This war is killing slavery. Not by any legal quibble of contrabands or doubtful theory of confiscation, but by stimulating free trade. Let any man ride as I do over this island. Let him look at the cotton fields and the laborers. Let him handle their tools and examine their implements, and if he comes from any wheat growing country, he will think himself amid the institutions and implements of the middle ages — and so he would be. The whole system of cotton growing — all its machinery from the slave to the hoe in his hand — is awkward, cumbrous, expensive and behind the age. That the cultivation of cotton is so behind that of all the other great staples is the natural result of monopoly, but it is none the less disgraceful to the world, and to give it an impulse seems to have been the mission of this war. The thorough and effectual breaking up of its so much prized monopoly will be the greatest blessing which could happen to the South, and it seems to be the one probable result of this war. Competition involves improvement in ruin, and herein lies the solution of this slavery question. Northern men with Northern ideas of economy, agriculture and improvement, are swarming down onto the South. They see how much behind the times the country is and they see that here is money to be made. If fair competition in the growth of cotton be once established a new system of economy and agriculture must inevitably be introduced here in which the slave and his hoe will make room for the free laborer and the plough, and the change will not be one of election but a sole resource against utter ruin. The men to introduce this change or any other are here and are daily swarming down in the armies of the Government, soon to become armies of occupation. A new tide of emigration has set in before which slavery has small chance.

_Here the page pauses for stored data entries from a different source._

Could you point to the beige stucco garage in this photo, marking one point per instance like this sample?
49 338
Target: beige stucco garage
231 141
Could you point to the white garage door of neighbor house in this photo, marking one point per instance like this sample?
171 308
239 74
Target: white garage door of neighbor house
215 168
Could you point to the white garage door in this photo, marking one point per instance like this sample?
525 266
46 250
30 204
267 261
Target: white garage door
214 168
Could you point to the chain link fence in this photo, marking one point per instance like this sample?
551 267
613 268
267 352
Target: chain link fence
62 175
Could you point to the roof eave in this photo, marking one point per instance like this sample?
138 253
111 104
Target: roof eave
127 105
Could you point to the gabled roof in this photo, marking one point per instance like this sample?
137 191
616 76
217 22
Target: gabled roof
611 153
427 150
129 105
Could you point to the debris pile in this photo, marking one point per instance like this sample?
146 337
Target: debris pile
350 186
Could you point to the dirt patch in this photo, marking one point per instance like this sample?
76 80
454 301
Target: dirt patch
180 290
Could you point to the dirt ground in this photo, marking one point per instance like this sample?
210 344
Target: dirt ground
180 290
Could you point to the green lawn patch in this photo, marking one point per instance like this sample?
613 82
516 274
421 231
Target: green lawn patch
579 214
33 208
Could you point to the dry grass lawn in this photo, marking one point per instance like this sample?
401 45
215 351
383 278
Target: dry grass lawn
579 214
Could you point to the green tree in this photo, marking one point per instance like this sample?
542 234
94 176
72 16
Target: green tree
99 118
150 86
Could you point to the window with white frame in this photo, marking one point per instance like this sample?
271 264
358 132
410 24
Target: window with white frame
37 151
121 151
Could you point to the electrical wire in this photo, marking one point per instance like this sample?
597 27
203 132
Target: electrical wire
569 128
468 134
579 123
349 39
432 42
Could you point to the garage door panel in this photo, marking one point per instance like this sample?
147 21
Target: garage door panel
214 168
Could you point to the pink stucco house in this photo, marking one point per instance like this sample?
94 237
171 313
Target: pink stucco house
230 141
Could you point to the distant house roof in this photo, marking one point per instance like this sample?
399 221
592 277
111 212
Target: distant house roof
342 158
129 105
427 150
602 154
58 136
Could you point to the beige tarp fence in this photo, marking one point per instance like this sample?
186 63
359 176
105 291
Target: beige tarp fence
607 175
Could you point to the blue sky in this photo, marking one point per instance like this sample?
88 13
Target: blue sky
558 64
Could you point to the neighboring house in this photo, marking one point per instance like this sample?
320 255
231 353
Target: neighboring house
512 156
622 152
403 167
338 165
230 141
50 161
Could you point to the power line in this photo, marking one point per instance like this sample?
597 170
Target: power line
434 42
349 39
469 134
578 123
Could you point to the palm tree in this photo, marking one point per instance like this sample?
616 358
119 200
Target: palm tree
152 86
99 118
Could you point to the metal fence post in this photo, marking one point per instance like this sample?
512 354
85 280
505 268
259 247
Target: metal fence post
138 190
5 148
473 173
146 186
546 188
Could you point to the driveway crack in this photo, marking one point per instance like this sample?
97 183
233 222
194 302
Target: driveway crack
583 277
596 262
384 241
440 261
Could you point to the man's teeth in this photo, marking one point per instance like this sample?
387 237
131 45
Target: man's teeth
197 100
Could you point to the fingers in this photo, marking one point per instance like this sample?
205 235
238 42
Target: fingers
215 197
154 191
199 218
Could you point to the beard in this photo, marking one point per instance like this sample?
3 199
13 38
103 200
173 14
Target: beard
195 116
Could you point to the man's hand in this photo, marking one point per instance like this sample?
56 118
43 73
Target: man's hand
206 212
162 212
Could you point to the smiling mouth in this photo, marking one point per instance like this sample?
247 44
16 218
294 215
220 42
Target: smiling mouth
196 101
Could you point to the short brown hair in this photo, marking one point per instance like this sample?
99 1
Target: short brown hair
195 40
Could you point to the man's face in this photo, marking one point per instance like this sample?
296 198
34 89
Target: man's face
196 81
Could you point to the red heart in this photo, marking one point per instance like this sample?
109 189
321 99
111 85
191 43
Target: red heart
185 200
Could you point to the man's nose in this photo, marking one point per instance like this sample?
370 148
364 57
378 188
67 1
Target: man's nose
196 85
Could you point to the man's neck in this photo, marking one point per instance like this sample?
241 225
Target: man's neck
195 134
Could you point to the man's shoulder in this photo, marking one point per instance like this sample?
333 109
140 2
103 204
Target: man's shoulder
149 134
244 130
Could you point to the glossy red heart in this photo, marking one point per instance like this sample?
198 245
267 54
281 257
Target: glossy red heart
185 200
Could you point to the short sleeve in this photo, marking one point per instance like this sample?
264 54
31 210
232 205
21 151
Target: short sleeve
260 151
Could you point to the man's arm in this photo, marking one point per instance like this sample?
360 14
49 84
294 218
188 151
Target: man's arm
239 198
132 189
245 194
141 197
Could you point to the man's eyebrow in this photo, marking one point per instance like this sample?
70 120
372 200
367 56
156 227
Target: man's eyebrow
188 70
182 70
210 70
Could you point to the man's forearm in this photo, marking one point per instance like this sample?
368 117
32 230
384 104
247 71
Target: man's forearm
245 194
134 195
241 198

But how is it for the African? Slavery may perish and no one regret it, but what is to become of the unfortunate African? When we have got thus far we have just arrived at the real point of interest in the “nigger” question. The slaves of whom I see so much here may be taken as fair specimens of their race as at present existing in this country. They have many good qualities. They are good tempered, patient, docile, willing to learn and easily directed; but they are slavish and all that the word slavish implies. They will lie and cheat and steal; they are hypocritical and cunning; they are not brave, and they are not fierce — these qualities the white man took out of them generations ago, and in taking them deprived the African of the capacity for freedom. My views of the future of those I see about me here are not therefore encouraging. That they will be free and free soon by the operation of economic laws over which Government has no control, I thoroughly believe; but their freedom will be the freedom of antiquated and unprofitable machines, the freedom of the hoes they use which will be swept aside to make way for better implements. The slave, however, cannot be swept aside and herein lies the difficulty and the problem. My impression from what I see is that Emancipation as a Government measure would be a terrible calamity to the blacks as a race; that rapid emancipation as the result of an economic revolution destroying their value as agricultural machines would be a calamity, though less severe; and finally, that the only transition to freedom absolutely beneficial to them as a race would be one proportioned in length to the length of their captivity, such a one in fact as destroyed villeinage in the wreck of the feudal system. Were men and governments what they should be instead of what they are, the case would be different and all would combine in the Christian and tedious effort to patiently undo the wrongs they had done, and to restore to the African his attributes. Then the work could be done well and quickly; but at present, seeing what men are, and how remorselessly they throw aside what has ceased to be useful, I cannot but regard as a doubtful benefit to the African anything which by diminishing his value increases his chances of freedom.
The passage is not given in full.